Bij de beoordeling van de uiting heeft de Commissie in aanmerking genomen dat een zo groot mogelijke deelname aan het door verweerder in het kader van het Rijksvaccinatieprogramma georganiseerde speciale vaccinatiedagen, in het belang is van de volksgezondheid.
Met betrekking tot het bepaalde in artikel 2 KJC overweegt de Commissie dat de uiting daarmee niet in strijd is, omdat deze voldoet aan de in deze bepaling genoemde criteria.
Met betrekking tot het bepaalde in artikel 3 KJC overweegt de Commissie dat de uiting daarmee in strijd is nu verweerder aan het zich hebben laten vaccineren, het zijn van “geen-watje” heeft gekoppeld. In de uiting ligt besloten dat kinderen die zich hebben laten vaccineren, daarvan sociaal voordeel (kunnen) hebben. Verweerder heeft ook erkend dat daarin wordt geappelleerd aan een sociaal aspect, teneinde de gewenste vaccinatiegraad te bereiken. Kinderen worden gestimuleerd om samen naar de vaccinatiedag te gaan en hen wordt een “cool bandje” “Alleen voor ‘geen-watjes’” in het vooruitzicht gesteld, als zij zich hebben laten vaccineren. Met het bandje kan een kind laten zien dat het “geen watje” is en het bandje kan aldus worden opgevat als een bewijs van stoerheid, waarmee een kind zich kan onderscheiden van een kind dat géén bandje heeft. De uiting speelt onmiskenbaar in op dit als sociaal voordeel te beschouwen aspect en bevat de suggestie dat kinderen die zich niet laten vaccineren “watjes” zijn en in ieder geval aan die kinderen een sociaal voordeel wordt onthouden. Dat de bandjes gratis zijn te verkrijgen doet aan het vorenstaande niet af. Deze dragen immers het opschrift “Ik ben geen watje” en dat opschrift refereert weer aan het gevaccineerd zijn.
Gelet op het boven overwogene acht de Commissie de uiting in strijd met artikel 3 KJC.

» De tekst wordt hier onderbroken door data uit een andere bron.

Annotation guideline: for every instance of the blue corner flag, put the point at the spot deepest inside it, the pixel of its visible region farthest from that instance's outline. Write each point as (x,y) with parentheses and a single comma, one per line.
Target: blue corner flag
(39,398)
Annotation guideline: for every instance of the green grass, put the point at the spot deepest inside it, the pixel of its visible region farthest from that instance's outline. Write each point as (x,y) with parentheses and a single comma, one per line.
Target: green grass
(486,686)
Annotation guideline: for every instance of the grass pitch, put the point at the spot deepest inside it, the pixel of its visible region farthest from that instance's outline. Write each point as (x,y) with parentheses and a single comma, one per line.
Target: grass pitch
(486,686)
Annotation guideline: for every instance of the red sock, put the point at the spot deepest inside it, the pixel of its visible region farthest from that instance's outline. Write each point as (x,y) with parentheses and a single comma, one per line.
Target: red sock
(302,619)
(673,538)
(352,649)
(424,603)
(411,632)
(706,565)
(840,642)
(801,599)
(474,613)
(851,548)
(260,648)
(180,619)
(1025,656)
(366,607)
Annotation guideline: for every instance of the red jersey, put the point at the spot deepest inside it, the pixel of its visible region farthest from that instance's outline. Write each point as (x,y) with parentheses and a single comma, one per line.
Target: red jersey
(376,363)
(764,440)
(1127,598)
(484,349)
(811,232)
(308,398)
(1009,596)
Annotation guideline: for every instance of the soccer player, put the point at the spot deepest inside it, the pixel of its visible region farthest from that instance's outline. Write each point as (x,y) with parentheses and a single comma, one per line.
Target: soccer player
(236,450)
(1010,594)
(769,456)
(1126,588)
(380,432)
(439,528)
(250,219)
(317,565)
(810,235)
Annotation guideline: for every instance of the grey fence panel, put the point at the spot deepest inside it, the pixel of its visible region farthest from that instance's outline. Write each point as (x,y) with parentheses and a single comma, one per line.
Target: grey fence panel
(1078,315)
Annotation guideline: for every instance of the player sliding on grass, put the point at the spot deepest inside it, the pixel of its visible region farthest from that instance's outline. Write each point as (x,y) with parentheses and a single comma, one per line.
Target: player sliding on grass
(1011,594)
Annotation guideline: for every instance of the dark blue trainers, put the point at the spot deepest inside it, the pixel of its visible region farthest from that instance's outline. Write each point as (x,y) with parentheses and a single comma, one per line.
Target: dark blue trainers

Tot slot overweegt de Commissie dat een uitnodiging om deel te nemen aan een vaccinatiedag, niet kan worden aangemerkt als het aanprijzen van een geneesmiddel, zodat de Geneesmiddelenwet niet op de uiting van toepassing is.
De beslissing
Op grond van het hierboven overwogene acht de Commissie de uiting in strijd met het bepaalde in artikel 3 van de Kinder- en Jeugdreclamecode en beveelt zij de verweerder, voor zover nodig, aan om niet meer op een dergelijke wijze reclame te maken.
Voor het overige wijst zij de klacht af.